Idea: each answer links to an answer on the parent site, with a brief description of what the link contains.
Peter Shor and Aryabhata provide separate arguments for why it's impossible (with linear preprocessing) to solve membership queries on an unordered set in $O(\log n)$ time in the comparison model.
Luca Trevisan breaks a conjecture by Gil Kalai on the structure of the fourier transform of boolean functions.
Jukka Suomela shows the dominating set problem remains NP-complete on planar bipartite graphs of maximum degree 3, a question asked by Florent Foucaud.
By improving a known construction, Hsien-Chih Chang gives a family of $n$-state NFAs $A_n$ for which the shortest word witnessing non-universality has length $2^{(1/5-o(1))n}$, and even to $2^{(1/3-o(1))n}$. This improves upon the previously known bound of $2^{(1/75-o(1))n}$ given in by Ellul et al. (2005).
References: K. Ellul, B. Krawetz, J. Shallit, M. Wang: Regular Expressions: New Results and Open Problems. Journal of Automata, Languages and Combinatorics 10(4): 407-437 (2005)
Hsien-Chih Chang resolves a question of Jukka Suomela on Ramsey theorems for collections of sets.
Vor finds a polynomial-time algorithm for a graph traversal problem raised by Oscar Mederos.
Emanuele Viola proved that runtime bounds in P are undecidable while answering John Sidles' question.
(Eventually an earlier proof was found in Juris Hartmanis' monograph "Feasible computations and provable complexity properties" (1978), but it seems users were unaware of the monograph when the question was answered)
Peter Shor answers some questions he raised about refereed games with correlated semi-private coins in this answer. There are still unanswered open questions about games with uncorrelated semiprivate coins.
In this post, Peter Shor shows that it is impossible to approximate a max-cut on a (possibly-)negative weighted graph within a factor of 2, unless there is also an approximation algorithm with ratio better the currently best algorithm to the max-cut problem on positive weighted graphs.
daniello proves that each graph of treewidth at most k has a $K_{1,k}$-minor. Does treewidth $k$ imply the existence of a $K_{1,k}$ minor?

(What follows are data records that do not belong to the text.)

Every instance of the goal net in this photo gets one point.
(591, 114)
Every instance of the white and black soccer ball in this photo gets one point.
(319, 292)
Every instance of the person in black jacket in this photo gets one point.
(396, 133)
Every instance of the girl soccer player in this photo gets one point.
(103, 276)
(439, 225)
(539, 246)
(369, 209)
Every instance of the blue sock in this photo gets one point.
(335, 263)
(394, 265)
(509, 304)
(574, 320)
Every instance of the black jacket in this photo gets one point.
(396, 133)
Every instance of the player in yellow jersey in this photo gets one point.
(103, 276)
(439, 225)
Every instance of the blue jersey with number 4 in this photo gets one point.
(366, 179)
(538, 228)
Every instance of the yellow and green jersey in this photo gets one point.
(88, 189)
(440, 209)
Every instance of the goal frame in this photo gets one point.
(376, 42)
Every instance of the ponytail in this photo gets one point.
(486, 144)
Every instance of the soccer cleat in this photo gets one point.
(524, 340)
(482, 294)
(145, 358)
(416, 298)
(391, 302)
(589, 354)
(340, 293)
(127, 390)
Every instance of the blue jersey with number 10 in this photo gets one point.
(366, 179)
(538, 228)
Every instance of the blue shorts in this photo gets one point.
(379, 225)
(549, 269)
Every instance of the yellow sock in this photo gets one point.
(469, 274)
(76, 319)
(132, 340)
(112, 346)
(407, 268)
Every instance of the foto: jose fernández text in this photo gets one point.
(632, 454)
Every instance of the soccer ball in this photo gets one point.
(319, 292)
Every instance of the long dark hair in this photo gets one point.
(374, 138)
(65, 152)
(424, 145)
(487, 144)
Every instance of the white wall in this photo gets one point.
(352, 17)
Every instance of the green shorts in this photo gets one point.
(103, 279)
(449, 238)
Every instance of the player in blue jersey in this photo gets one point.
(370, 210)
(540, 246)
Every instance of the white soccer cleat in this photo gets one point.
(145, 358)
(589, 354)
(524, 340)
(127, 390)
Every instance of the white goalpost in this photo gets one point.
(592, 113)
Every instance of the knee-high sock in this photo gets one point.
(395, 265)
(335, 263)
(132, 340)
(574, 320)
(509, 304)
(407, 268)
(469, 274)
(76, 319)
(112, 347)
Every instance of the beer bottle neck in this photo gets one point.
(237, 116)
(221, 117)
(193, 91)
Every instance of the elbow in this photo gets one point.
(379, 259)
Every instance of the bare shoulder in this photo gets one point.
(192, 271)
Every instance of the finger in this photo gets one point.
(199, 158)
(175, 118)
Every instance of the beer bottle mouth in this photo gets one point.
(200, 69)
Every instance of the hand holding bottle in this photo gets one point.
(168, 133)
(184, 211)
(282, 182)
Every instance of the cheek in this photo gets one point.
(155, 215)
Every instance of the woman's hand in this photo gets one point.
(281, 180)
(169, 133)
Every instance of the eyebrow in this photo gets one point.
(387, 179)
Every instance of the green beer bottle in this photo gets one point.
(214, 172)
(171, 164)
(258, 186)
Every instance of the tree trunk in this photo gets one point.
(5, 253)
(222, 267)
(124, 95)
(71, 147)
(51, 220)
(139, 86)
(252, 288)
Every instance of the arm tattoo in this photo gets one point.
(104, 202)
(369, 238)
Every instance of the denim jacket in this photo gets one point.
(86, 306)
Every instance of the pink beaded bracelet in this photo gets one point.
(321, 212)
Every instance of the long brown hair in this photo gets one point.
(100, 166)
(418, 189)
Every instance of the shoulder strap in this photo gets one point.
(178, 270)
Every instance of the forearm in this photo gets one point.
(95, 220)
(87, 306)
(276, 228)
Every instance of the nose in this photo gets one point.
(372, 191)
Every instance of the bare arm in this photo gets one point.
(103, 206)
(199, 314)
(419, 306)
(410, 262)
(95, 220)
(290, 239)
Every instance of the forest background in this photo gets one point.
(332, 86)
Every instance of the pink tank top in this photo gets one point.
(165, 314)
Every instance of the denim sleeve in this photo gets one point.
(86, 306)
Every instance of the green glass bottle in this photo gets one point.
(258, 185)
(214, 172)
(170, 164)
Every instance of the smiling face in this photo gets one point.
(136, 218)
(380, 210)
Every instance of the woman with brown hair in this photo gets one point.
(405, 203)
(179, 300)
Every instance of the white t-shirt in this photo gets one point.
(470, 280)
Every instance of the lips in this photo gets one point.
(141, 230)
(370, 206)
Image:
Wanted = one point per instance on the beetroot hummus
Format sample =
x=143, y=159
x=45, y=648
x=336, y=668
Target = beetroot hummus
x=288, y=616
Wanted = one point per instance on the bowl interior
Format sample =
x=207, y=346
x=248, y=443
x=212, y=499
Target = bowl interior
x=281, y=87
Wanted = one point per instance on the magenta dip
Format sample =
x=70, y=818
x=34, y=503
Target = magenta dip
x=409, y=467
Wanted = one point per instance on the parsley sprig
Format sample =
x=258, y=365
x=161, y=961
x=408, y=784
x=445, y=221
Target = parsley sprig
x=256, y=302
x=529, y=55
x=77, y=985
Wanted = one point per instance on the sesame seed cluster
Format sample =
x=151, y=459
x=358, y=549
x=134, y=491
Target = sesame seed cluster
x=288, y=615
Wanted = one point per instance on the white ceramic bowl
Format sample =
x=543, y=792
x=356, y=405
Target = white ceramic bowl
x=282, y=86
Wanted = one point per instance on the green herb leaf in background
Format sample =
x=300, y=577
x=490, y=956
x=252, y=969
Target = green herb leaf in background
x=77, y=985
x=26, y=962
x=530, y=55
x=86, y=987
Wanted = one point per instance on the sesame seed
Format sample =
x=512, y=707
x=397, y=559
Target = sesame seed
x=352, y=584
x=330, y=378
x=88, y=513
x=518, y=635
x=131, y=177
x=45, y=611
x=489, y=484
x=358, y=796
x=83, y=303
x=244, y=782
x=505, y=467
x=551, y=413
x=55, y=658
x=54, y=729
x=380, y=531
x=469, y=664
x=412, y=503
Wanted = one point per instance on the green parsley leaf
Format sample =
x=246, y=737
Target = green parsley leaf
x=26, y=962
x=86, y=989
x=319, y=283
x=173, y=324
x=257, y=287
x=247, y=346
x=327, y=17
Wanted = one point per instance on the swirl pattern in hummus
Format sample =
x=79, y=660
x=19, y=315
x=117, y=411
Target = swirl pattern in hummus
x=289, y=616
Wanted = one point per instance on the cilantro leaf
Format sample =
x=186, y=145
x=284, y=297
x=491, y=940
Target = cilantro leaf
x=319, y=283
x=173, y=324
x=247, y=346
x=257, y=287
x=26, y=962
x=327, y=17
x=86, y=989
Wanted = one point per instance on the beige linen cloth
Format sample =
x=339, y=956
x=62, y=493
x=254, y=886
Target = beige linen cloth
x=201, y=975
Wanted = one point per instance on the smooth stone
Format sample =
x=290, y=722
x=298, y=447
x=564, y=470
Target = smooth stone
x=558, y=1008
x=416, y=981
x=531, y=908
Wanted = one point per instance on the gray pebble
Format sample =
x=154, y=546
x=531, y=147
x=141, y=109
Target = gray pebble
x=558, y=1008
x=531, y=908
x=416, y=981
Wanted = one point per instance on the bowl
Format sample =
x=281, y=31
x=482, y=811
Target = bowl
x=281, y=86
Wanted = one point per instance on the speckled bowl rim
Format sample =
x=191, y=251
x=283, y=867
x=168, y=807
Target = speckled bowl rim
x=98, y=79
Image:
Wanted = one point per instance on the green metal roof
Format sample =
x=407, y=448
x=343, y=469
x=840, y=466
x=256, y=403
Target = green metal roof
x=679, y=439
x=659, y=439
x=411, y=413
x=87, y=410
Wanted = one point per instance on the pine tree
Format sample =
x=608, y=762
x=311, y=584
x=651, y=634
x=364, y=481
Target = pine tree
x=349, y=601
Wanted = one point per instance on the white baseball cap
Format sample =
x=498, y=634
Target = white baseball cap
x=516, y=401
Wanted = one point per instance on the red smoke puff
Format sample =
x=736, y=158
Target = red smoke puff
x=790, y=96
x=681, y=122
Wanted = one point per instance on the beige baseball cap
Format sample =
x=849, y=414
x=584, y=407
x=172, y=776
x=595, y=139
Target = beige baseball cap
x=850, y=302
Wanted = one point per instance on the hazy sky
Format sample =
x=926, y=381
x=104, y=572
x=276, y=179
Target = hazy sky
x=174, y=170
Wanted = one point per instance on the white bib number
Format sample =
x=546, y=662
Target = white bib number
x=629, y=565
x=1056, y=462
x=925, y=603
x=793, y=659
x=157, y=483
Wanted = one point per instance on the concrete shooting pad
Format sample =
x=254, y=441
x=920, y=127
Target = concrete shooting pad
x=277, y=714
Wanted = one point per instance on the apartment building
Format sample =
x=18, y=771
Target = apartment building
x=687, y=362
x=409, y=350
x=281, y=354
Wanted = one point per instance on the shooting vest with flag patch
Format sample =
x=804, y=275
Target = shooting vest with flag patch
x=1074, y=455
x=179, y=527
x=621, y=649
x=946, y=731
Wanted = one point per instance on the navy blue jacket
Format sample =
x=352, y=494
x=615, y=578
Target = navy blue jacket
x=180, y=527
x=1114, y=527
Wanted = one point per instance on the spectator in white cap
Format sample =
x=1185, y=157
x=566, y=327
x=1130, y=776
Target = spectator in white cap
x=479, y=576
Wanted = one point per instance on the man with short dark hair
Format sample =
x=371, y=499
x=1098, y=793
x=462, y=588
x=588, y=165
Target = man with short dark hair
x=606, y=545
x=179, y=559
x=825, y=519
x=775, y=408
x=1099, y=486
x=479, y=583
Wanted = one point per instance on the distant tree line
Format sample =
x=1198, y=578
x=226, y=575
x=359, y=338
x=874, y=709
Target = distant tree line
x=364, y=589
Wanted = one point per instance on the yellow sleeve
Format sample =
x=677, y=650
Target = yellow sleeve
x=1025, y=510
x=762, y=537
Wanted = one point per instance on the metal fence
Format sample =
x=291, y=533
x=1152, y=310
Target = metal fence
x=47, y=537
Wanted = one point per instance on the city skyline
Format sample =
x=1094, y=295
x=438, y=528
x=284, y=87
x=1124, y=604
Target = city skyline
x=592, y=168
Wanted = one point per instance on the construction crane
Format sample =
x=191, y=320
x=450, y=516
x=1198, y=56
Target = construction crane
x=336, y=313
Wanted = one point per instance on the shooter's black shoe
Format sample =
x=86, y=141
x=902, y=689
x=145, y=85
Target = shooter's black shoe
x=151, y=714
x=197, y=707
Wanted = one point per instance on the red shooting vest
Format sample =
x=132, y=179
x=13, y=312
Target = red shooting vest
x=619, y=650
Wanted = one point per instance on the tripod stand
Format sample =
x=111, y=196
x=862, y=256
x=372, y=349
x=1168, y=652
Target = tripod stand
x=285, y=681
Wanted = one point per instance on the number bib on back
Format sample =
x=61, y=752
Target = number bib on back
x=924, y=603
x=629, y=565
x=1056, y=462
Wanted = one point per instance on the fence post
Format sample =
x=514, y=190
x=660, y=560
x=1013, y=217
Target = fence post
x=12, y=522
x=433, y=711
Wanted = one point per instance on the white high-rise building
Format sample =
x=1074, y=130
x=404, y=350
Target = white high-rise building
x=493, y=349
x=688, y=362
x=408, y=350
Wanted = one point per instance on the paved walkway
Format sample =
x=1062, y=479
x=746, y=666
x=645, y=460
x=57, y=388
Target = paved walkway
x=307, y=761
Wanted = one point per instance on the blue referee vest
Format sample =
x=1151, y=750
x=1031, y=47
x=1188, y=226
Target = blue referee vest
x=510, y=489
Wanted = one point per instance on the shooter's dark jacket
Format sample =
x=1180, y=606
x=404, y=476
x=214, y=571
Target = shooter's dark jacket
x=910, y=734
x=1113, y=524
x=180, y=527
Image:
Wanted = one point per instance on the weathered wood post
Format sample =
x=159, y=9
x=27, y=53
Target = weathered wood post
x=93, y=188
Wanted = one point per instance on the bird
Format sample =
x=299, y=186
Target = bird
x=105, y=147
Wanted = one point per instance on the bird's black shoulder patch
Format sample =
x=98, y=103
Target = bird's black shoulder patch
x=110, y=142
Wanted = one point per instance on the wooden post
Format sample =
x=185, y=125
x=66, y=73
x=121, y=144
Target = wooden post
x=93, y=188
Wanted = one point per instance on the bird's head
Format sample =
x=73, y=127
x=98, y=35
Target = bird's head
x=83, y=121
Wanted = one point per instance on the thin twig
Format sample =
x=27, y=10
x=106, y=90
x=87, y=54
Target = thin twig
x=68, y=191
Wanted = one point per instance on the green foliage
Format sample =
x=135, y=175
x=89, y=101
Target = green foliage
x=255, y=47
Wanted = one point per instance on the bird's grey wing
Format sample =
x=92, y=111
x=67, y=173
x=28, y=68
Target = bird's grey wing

domotorp proves a tighter relation between deterministic communication complexity and protocol partition number, thus answering a question by Hermann Gruber (which had been unanswered for more than 10 months).
Yuval Filmus (with help from Mark Reitblatt) shows algorithms and hardness results for deciding "circular languages".
Chandra Chekuri shows that a generalization of min-cost flow (where the goal is to choose a low-cost set of edges to "repair" in order to reduce their cost) is NP-hard by reduction from SET COVER.
David Eppstein shows a variant of max-cut problem is NP-hard, which is asked by Aaron.
Oleksandr Bondarenko solved a conjecture about degree sets of linear extension graphs by himself.
@mjqxxxx provided a reduction from 3-SAT to the fewest discriminating bits problem asked by @andy_fingerhut.